Now, we need to call rotate any time we insert or remove.

```
let rec insert_node v root =
let result = match root with
| None -> {value=v; left=None; right=None; balance=0}
| Some n when v > n.value -> inserted_right (insert_node v n.right) n
| Some n when v < n.value -> inserted_left (insert_node v n.left) n
| Some n -> n
in rotate result
let rec remove_node v root =
let result = match root with
| None -> root
| Some n when v > n.value -> Some (removed_right (remove_node v n.right) n)
| Some n when v < n.value -> Some (removed_left (remove_node v n.left) n)
| Some ({left = Some l; right = Some r} as n) ->
Some (removed_right (remove_node r.value n.right) {n with value = r.value})
| Some {right = Some r} -> Some r
| Some {left} -> left
in result |> bind rotate
```

All we’ve done is catch the result of insert/remove into a `result`

variable and then return the rotation of that result. You may notice that remove node doesn’t directly call rotate. Instead, it has this weird pipe: `|> bind rotate`

.

Bind is defined thus:

```
let bind f v =
match v with
| Some v -> f(v)
| None -> None
```

This is the last new concept we’ll be covering. This is known as a monadic bind. It sounds fancy, but it’s really very simple.

The `insert_node`

function is guaranteed to return a value, but `remove_node`

function may not. What if the node we’re trying to remove isn’t in the tree? The result in `remove_node`

would be `None`

. Problem is, rotate expects a node. What to do? What to do?

We use bind. If it is passed a None, it doesn’t call its f argument. If it is passed Some x, it calls f with x. Piece of cake.

## Conclusion

And with that, ladies and gentlemen, we have an AVL tree written in Bucklescript. It’s probably not a very efficient AVL implementation, as it’s using immutable structures and doing lots of writes/updates on every insert/delete. But it works and it’s purty nifties.

## Postscript… Bucklescript impressions

This being my first ever Bucklescript project, I thought I’d note some impressions here.

Bucklescript is fast. Really fast. It’s the fastest compile-to-js language I’ve used. I haven’t benchmarked it, but it feels faster than Babel.
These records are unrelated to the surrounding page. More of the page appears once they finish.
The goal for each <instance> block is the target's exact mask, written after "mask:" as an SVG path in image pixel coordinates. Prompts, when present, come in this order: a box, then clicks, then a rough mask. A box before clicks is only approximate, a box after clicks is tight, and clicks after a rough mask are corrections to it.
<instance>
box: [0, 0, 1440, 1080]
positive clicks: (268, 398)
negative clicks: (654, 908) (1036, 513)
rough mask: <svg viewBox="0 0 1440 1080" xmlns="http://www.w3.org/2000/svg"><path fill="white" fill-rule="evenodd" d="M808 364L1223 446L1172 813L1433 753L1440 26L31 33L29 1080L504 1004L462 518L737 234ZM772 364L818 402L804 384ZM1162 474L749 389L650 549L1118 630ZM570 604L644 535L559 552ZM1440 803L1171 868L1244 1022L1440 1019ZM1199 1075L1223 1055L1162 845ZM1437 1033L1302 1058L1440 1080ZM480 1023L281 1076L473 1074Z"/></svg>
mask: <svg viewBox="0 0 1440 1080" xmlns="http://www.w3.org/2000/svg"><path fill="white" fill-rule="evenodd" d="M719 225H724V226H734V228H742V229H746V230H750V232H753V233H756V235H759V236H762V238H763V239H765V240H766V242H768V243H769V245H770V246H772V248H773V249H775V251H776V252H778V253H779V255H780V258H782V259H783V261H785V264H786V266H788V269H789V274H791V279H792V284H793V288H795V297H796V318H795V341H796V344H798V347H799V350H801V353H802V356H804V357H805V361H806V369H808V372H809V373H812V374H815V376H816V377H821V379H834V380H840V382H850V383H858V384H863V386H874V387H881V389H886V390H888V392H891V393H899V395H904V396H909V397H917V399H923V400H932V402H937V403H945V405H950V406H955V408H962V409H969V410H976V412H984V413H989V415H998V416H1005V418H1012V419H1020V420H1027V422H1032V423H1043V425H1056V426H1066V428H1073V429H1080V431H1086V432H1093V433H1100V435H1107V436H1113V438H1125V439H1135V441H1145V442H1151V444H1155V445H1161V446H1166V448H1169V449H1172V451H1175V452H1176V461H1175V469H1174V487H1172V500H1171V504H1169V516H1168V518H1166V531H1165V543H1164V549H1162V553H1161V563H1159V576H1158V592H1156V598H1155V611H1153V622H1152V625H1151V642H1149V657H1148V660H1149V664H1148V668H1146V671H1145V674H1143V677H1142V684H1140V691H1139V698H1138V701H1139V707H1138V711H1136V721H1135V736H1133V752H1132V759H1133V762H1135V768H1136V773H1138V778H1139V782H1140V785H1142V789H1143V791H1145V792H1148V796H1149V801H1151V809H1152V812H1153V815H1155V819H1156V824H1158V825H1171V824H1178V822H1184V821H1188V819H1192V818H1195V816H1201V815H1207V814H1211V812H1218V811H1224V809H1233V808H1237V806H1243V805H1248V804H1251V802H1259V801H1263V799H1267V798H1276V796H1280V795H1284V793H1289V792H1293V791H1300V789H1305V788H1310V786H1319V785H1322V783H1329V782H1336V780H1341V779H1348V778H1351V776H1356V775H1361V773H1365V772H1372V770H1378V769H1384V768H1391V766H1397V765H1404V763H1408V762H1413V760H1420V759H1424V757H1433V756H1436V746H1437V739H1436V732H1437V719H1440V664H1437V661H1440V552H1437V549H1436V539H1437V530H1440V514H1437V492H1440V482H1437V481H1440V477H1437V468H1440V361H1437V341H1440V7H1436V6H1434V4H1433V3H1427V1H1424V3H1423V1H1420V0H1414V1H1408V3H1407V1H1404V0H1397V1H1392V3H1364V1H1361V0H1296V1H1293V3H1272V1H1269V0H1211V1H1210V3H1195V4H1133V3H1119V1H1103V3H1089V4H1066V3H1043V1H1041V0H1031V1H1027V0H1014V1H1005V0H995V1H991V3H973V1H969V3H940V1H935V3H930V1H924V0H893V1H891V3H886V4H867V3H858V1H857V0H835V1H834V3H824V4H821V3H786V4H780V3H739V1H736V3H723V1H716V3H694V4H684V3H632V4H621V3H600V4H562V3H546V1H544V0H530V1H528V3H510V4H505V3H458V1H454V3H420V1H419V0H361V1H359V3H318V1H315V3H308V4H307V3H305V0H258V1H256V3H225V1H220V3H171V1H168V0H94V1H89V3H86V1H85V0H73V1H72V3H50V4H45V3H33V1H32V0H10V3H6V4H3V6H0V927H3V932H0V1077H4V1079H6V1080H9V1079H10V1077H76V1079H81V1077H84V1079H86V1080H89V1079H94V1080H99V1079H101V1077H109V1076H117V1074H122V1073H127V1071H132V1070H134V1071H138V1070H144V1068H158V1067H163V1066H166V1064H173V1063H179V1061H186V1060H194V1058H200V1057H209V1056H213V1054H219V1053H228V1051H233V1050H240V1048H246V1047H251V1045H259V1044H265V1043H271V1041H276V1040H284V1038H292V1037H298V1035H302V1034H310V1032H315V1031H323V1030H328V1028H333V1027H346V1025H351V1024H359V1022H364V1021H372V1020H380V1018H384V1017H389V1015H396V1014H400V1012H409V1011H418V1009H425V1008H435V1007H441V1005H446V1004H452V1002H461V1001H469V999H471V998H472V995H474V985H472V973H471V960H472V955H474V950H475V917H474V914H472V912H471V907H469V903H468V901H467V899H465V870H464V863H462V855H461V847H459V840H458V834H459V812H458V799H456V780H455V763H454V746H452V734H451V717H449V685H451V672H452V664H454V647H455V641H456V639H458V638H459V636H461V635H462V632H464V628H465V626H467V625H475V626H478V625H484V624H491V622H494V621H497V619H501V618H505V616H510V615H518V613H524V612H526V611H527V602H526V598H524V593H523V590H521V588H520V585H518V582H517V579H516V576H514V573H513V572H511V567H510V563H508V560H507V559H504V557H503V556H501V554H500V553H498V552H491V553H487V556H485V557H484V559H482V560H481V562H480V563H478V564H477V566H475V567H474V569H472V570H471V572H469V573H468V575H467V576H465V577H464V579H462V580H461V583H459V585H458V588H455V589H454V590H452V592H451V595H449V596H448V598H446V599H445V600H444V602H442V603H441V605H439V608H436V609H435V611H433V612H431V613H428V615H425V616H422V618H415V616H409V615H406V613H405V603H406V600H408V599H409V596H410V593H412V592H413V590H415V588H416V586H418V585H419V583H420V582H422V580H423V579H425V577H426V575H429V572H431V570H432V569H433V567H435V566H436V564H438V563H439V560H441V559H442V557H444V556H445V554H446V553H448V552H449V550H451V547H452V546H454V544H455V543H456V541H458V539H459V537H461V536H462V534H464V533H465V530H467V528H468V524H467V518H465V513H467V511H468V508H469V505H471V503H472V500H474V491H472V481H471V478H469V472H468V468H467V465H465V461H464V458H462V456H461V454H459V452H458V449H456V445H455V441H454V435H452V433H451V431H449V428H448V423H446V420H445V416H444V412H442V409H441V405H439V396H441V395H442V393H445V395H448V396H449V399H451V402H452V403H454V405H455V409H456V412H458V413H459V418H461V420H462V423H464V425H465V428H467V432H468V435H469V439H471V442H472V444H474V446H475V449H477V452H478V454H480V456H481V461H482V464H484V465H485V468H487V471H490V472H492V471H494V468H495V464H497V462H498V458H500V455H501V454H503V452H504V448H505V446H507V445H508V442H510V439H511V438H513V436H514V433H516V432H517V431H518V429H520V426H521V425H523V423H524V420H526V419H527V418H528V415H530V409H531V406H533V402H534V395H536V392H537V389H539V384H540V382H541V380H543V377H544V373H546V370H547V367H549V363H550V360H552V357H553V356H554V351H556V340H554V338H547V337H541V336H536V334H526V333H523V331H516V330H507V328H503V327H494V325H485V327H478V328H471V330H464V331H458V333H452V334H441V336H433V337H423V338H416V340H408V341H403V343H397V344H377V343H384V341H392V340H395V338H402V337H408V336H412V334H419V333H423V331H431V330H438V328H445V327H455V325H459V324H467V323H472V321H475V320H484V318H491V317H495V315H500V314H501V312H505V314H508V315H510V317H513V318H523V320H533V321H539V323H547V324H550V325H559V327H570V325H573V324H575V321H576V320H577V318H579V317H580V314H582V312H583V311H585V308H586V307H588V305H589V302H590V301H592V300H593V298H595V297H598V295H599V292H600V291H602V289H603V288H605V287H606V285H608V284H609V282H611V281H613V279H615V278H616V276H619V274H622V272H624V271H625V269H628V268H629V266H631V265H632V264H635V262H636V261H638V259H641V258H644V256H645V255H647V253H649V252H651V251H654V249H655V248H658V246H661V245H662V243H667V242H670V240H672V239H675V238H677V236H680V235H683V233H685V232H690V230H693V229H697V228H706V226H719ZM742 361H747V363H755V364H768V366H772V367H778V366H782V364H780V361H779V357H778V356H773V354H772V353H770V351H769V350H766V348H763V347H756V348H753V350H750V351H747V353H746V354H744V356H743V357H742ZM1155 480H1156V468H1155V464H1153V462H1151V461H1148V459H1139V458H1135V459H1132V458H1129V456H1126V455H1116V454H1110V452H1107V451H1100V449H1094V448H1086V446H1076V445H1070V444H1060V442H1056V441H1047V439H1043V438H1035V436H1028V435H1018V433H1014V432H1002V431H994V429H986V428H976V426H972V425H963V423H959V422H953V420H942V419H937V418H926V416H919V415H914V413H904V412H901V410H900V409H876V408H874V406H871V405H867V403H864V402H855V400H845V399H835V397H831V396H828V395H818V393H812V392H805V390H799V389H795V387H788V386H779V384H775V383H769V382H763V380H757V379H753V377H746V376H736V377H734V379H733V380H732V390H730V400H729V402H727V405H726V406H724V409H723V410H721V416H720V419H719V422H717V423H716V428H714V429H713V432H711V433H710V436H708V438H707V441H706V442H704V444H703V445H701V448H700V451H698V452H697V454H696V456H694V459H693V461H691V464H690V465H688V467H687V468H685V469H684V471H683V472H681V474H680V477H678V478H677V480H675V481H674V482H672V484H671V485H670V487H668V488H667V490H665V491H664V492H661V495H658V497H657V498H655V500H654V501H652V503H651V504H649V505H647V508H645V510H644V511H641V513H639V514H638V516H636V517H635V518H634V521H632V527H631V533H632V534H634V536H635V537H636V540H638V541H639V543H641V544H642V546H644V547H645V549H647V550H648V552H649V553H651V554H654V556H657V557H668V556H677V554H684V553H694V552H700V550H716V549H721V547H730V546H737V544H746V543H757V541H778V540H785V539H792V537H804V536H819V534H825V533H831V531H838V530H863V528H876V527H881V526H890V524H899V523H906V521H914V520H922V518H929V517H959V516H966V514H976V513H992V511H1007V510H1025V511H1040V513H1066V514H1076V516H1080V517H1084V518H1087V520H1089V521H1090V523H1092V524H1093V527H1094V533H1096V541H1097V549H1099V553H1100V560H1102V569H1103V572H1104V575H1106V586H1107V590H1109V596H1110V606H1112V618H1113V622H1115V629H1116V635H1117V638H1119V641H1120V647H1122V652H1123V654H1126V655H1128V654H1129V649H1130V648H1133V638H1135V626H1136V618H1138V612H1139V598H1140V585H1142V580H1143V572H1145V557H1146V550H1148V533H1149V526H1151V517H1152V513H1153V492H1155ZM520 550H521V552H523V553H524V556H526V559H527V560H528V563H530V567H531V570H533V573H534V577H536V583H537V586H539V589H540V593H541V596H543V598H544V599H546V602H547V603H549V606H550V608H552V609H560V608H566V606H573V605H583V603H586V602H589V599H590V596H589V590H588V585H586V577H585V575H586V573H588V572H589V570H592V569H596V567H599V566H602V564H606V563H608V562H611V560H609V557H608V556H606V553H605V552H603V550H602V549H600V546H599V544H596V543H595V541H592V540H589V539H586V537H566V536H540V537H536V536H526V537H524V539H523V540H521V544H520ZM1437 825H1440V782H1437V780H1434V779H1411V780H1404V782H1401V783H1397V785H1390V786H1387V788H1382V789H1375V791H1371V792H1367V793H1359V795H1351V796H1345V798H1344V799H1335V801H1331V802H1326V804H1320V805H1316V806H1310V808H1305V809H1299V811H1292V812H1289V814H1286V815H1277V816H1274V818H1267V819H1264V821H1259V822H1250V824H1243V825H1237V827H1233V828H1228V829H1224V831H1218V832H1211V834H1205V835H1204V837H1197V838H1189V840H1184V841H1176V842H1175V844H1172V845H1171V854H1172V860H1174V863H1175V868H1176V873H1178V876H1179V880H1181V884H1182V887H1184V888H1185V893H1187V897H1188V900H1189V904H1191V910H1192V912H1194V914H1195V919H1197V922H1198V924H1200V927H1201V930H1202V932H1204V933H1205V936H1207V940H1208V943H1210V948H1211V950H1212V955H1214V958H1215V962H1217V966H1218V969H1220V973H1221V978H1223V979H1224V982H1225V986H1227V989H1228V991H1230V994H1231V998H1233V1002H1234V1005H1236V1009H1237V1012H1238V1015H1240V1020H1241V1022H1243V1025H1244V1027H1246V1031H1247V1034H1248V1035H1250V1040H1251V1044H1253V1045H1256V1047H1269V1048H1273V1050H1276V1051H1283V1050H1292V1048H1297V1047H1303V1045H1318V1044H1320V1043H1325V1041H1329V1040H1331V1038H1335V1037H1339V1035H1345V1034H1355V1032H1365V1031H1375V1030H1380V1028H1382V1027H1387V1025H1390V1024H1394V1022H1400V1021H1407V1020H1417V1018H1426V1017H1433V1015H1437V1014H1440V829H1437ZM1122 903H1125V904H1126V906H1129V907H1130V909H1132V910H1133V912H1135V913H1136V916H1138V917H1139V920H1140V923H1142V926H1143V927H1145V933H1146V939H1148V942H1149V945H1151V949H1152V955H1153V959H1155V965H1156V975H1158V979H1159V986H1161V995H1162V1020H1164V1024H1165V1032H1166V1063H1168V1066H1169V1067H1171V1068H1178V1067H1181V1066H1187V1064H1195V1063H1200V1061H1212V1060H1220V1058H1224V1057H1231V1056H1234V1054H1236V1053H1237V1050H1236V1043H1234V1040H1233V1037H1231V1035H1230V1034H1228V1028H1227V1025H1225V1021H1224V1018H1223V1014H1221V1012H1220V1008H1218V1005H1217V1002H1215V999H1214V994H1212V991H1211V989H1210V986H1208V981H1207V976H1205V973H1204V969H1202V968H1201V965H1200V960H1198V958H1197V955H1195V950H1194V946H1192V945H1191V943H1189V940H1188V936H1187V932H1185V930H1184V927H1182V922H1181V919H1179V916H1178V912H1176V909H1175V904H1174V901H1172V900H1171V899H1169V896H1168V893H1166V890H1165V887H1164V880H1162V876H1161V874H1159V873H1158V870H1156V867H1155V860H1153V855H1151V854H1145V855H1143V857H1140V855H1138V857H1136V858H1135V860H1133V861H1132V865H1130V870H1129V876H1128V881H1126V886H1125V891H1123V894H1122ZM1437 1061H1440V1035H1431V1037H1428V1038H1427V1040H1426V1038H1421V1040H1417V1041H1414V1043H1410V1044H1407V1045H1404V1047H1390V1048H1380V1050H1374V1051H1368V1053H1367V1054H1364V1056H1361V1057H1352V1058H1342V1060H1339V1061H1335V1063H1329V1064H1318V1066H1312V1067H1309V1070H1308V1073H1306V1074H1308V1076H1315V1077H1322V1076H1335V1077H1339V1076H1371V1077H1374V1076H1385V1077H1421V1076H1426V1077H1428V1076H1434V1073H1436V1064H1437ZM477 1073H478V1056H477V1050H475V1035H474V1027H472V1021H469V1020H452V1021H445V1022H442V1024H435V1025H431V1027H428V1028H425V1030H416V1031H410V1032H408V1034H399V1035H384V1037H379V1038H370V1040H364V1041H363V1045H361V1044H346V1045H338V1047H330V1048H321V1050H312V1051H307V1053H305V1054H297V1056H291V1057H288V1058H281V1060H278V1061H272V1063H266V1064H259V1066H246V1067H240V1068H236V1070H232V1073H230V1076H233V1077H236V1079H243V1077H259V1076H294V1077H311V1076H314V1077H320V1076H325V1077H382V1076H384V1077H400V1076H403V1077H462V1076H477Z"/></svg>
Considering that it is statically typed with full type inference, this is quite an acomplishment.

Good.

Thanks to stellar type inference, you get maintainability without having to litter your code with type annotations.

Good.

Interacting with existing JavaScript libraries is relatively painless, but does require that you put in the effort of defining all of the types/functions that you might use from the external library. This is tedious, to say the least. But it is not difficult.

Meh.

Compiler errors can be pretty obtuse, if you’re not used to them. The current compiler gives you errors that look like this:

```
File "src/avl.ml", line 21, characters 27-29:
Error: Syntax error
```

Not super helpful. Something like this would be better:

```
File "src/avl.ml", line 21, characters 27-29:
| Some n -> if (n.left: None && n.right = None) || n.balance <> 0 then 1 else 0
^
Error: Syntax error
```

Which would be pretty easy to get, considering the compiler knows the file, line, and column where the error occurs. It would be nice to have a suggested fix, e.g. “Did you mean n.left=”?

All in all, my impression of Bucklescript is positive so far.